We own property out in the Nevada desert, roughly an hour outside of Montello. There is very little to anything out there. Even Montello, as a town, is barely a town at all with its population of less than 100 people. They do have two bars, though, so they have that going for them.
That's why we like it. No, not the bars. The quiet serene feel of the area.
As my children call the night skies, "It's like our own planetarium!" Out in the middle of this desert oasis, we can look up at the stars and see it all. It's amazing!
So, that's why when our security cameras (motion activated) produced a video of what appeared to be a little black dog on the property, we were confused. Where in the world did he come from? How did he get to our property which is located a good mile or more up a dirt valley road?
The first video we received came in late on a Monday night. The video was slightly fuzzy and we weren't exactly sure what we were looking at. Eventually, we figured out it was a small dog. (See pic to the left. This is a still shot from one of the videos).
Because our property is nearly four hours away, and as sad as it sounds, we figured the little guy wouldn't make it through the night (sooo many coyotes in the area). If he did survive the night, he could be long gone before we got there. The desert is huge.
Tuesday afternoon, we received another motion activated video. The little dog was still there! He was sticking close by our cabin. Now, we were quite concerned. There wasn't water there. We didn't leave food outside. We tried reaching out to some acquaintances in Montello, to see if we might be able to get some help. Unfortunately, we had no luck getting a hold of anyone. My husband was out of town (he was actually sending me the security videos from New Jersey) and due to life being life, I couldn't go out there to check on the dog . We kept trying to get a hold of someone.
When another video came in Wednesday afternoon, I knew what had to be done. The little guy had made it nearly three days out there, and who knows where he was before that. My heart couldn't take it.
After a full day at work, I packed up two of my kiddos and we went for a drive. We had no idea what we would find or if we would find anything once we got there. A lot could happen in four hours.
When we stopped in Wendover, NV to get gas and food, my husband sent another video. He was still there! Now, we had to hope that that he'd still be there because we had another hour and a half drive.
I prepared my children for the worst. He could be gone. He could be injured. He could be as mean and awful as a badger. There were all sorts of possibilities and unknowns, but we at least could feel good for trying.

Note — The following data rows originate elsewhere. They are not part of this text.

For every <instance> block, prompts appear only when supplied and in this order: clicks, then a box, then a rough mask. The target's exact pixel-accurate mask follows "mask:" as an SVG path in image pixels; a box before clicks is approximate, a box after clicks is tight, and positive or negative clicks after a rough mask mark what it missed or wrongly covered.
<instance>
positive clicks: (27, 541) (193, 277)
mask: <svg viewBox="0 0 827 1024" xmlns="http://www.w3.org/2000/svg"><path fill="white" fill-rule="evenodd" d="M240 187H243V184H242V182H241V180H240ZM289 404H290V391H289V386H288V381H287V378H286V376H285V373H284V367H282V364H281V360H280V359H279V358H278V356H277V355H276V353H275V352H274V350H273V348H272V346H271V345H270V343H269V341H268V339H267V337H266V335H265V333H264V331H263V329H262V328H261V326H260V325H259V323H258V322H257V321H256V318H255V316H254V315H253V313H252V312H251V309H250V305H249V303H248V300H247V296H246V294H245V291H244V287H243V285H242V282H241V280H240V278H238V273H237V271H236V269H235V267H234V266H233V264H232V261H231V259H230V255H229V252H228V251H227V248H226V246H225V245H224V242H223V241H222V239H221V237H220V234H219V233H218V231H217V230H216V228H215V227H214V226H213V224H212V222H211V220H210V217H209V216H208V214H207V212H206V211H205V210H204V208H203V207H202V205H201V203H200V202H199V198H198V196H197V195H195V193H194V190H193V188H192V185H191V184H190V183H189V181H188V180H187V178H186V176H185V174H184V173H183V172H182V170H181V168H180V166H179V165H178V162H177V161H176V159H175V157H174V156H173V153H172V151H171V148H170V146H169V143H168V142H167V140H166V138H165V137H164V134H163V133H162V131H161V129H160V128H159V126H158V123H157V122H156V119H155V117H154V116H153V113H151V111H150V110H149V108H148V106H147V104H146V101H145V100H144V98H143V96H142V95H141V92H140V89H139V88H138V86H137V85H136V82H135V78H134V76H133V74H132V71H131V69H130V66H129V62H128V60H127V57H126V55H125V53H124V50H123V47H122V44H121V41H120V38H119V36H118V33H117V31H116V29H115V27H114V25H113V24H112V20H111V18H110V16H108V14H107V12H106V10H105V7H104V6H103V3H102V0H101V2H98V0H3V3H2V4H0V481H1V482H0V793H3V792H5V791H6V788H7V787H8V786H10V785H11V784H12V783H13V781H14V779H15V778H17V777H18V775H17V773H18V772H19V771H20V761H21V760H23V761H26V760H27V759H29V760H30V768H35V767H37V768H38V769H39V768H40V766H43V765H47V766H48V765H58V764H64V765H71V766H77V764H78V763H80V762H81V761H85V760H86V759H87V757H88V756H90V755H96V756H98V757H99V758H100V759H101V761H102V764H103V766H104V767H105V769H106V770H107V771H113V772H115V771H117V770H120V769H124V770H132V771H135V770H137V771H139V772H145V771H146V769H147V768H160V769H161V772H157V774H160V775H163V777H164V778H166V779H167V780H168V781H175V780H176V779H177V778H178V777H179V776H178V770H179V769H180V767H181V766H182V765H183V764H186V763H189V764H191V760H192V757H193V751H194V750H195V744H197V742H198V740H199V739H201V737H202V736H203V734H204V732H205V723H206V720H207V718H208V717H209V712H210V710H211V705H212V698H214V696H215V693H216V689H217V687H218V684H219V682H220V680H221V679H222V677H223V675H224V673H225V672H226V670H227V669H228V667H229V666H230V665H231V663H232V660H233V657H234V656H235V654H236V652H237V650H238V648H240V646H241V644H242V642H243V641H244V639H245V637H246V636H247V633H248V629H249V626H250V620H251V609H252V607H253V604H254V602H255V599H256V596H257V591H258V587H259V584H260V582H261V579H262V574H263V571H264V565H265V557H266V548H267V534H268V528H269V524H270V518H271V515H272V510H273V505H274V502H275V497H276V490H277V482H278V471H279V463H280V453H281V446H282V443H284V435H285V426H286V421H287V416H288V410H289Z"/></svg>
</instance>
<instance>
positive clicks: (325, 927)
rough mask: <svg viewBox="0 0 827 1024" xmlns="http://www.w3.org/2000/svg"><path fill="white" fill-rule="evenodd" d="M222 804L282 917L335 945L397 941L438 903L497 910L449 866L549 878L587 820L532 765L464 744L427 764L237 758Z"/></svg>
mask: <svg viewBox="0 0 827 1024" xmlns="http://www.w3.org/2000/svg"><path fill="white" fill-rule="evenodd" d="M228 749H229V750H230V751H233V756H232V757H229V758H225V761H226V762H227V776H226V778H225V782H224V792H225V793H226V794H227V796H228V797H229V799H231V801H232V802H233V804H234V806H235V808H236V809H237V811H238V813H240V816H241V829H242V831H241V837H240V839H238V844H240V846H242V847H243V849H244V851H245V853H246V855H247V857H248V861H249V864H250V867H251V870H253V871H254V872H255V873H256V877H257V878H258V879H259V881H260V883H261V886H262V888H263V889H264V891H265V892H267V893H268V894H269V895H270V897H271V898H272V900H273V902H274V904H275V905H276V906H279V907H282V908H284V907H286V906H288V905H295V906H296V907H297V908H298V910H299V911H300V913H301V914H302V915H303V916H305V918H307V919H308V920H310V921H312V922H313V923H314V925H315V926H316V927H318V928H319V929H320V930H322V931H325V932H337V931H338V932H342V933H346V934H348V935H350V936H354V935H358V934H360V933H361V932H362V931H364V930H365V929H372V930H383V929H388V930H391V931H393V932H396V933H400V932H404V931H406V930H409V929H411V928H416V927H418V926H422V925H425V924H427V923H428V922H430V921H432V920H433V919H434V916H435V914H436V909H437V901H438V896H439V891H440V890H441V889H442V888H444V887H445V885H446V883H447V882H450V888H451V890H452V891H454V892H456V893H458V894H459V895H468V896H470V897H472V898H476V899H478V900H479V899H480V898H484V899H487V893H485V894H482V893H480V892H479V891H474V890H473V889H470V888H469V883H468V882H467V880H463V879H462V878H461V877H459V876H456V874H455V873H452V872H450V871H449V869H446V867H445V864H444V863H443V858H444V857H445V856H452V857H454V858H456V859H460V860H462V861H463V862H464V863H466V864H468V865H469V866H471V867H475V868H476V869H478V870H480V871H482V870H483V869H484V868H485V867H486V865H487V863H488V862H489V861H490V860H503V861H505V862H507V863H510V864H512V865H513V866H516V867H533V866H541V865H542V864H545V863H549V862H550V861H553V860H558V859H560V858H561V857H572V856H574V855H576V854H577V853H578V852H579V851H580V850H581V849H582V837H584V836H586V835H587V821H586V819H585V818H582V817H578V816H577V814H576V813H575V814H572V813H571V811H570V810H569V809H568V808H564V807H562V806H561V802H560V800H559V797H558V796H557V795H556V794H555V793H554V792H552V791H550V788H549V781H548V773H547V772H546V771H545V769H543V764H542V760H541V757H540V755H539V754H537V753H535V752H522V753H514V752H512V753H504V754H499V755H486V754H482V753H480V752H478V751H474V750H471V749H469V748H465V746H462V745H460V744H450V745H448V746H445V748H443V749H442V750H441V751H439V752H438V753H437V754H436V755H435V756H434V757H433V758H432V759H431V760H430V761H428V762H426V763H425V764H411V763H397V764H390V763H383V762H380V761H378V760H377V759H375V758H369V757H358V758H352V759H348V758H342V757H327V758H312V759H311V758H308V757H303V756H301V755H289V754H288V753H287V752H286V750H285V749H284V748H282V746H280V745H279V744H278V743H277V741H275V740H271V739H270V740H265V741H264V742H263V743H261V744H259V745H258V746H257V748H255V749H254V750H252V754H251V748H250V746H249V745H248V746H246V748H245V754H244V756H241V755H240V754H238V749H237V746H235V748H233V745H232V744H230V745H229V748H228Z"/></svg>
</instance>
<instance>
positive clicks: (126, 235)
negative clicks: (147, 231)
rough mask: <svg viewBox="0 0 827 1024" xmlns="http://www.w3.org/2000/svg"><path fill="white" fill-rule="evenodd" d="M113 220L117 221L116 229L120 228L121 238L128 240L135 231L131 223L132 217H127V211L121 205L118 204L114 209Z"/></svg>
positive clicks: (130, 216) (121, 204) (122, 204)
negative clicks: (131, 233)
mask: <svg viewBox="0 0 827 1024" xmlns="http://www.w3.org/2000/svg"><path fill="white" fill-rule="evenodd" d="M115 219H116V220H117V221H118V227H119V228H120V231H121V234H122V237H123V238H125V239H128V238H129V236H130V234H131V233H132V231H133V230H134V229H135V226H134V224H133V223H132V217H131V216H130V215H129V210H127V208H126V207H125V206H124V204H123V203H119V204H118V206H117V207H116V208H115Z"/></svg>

When we showed up at the property, we didn't see him at all, and I worried we were too late.
Within ten minutes, there he was! He came around the porch and looked at us. He looked haggard, dirty, and disheveled. He was also terrified and starving!
Every worse case scenario didn't happen.
We found him. He didn't bite or bark. We easily picked him up and placed him in the back of the car and started the four hour journey home.
It was the easiest rescue we could've planned on.
As you can see from the pictures above, there is nothing out there. I honestly believe the little guy was dropped out near our property and it just saddens me that someone would do that to him.
We had only put motion-activated cameras on our property a few months before. Without those, we would've never known.
We took him home and the next morning I took him to our vet for a checkup. Besides a mouthful of NASTY teeth, he was in pretty good shape for a FOURTEEN year old dog (that's what the vet estimated his age as). There is no way a 14 yr old dog with arthritis would've hiked that far.
We got him his shots, had a worm test performed, and also had them clean and extract his nasty teeth.
We call him TECOMA, named after the valley our property is located on. Though, because he only has four teeth left, we nicknamed him Toothless (from How to Train Your Dragon). Because of his age, the likelihood of someone adopting him from an animal shelter is slim to none.
We've decided to keep him.
He is one lucky dog, living his best life right now. He roams our hillside with our other senior dog, eats his food while laying down (my spirit animal) and is overall a very loving, easy-going, happy as a clam, dog.
We weren't planning on being a two dog family, but when the universe drops a dog off on your property that no one has claimed, you do what you have to do.
Besides, Tecoma has made it pretty easy for us to love him.